Lord of Diminished 5ths
JWs paid taxes during WW2. Where do you think their taxes went?

They supported the war effort whether they knew it or not simply by paying income and sales taxes (not every state had sales tax at that point, but the vast majority did), and even money paid to companies that did any work at all with the US government during that time.

It isn't so easy to avoid contributing to an active war no matter what you do.
 

savagewind

Veteran Member
Premium Member
JWs paid taxes during WW2. Where do you think their taxes went?

They supported the war effort whether they knew it or not simply by paying income and sales taxes (not every state had sales tax at that point, but the vast majority did), and even money paid to companies that did any work at all with the US government during that time.

It isn't so easy to avoid contributing to an active war no matter what you do.
I have heard that the Christian Congregation of Jehovah's Witnesses own stock in companies
that make parts for war and companies which invest in other things that the governing body of Jehovah's Witnesses forbid their people to do, like smoking.
 

savagewind

Veteran Member
Premium Member
What's your point?
You said "Even non-combat service contributes to the killing."

The people of a mash unit are there to relieve suffering. How is that contributing to killing?
I understand that some of those hurt to the point of dying might be made better enough to go back fighting, but I think most who are injured come home. So, I think you might be having a dumb day.
 

Saint Frankenstein

Wanderer From Afar
Premium Member
You said "Even non-combat service contributes to the killing."
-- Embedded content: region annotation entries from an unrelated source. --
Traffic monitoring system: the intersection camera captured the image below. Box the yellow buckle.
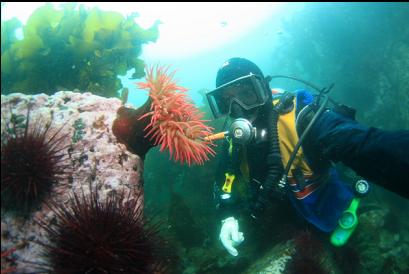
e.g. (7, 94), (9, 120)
(222, 173), (236, 193)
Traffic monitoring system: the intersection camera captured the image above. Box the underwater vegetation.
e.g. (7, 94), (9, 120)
(38, 186), (168, 274)
(1, 102), (69, 217)
(1, 247), (16, 274)
(112, 66), (215, 165)
(1, 4), (159, 97)
(272, 2), (409, 130)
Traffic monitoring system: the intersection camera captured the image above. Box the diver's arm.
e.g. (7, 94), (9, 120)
(306, 110), (409, 198)
(215, 143), (244, 256)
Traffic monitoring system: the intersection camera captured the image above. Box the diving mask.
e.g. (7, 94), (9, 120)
(206, 73), (268, 119)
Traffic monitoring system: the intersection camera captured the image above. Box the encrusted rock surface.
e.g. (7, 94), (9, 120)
(1, 91), (143, 272)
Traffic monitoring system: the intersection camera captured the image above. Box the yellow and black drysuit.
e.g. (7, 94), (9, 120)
(216, 90), (409, 232)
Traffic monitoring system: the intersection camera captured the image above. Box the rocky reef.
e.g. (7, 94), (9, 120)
(1, 91), (143, 273)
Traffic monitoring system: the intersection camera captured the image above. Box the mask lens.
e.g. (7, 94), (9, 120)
(207, 74), (267, 118)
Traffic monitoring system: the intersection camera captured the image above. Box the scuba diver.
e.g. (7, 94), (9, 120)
(206, 58), (409, 256)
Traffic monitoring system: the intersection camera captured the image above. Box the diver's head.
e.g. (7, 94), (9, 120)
(207, 58), (271, 121)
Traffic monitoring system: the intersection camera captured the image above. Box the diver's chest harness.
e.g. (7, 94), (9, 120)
(222, 89), (328, 218)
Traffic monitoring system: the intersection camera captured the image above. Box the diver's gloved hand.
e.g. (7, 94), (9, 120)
(219, 217), (244, 256)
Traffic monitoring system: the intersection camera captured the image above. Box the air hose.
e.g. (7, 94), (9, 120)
(251, 94), (285, 219)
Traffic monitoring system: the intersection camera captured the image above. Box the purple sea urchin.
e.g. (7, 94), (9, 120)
(35, 184), (167, 274)
(1, 105), (68, 217)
The people of a mash unit are there to relieve suffering. How is that contributing to killing?
I understand that some of those hurt to the point of dying might be made better enough to go back fighting, but I think most who are injured come home. So, I think you might be having a dumb day.
No, I'm not "having a dumb day" (wtf). A MASH hospital is a mobile military hospital. Nowadays they're called Combat Support Hospitals. They do treat wounded soldiers and send them back out to fight. You kind of answered your own question.
 

savagewind

Veteran Member
Premium Member
No, I'm not "having a dumb day" (wtf). A MASH hospital is a mobile military hospital. Nowadays they're called Combat Support Hospitals. They do treat wounded soldiers and send them back out to fight. You kind of answered your own question.
I think that keeping someone alive and well overrides the fact that only some of those fixed go out again to fight some more. OK honey?
 

savagewind

Veteran Member
Premium Member
My opinion that it is good to heal people. But I guess in relation to soldiers it isn't true. SIGH
 

Valjean

Veteran Member
Premium Member
Do Jehovah's Witnesses Deserve to Benefit From the Freedoms Others Have Paid For?

Others have not "paid for" these freedoms. These freedoms are a birthright -- "unalienable," as Jefferson might put it.

Countries do not give people freedoms, they merely choose not to deny them the freedoms they already have every right to. Demanding gratitude and allegiance for not denying you your own property is perverse.

Wiki. Rights of Man:

Human rights originate in Nature, thus, rights cannot be granted via political charter, because that implies that rights are legally revocable, hence, would be privileges:

"It is a perversion of terms to say that a charter gives rights. It operates by a contrary effect—that of taking rights away. Rights are inherently in all the inhabitants; but charters, by annulling those rights, in the majority, leave the right, by exclusion, in the hands of a few... They... consequently are instruments of injustice ... The fact, therefore, must be that the individuals, themselves, each, in his own personal and sovereign right, entered into a contract with each other to produce a government: and this is the only mode in which governments have a right to arise, and the only principle on which they have a right to exist." -- (Thomas Paine)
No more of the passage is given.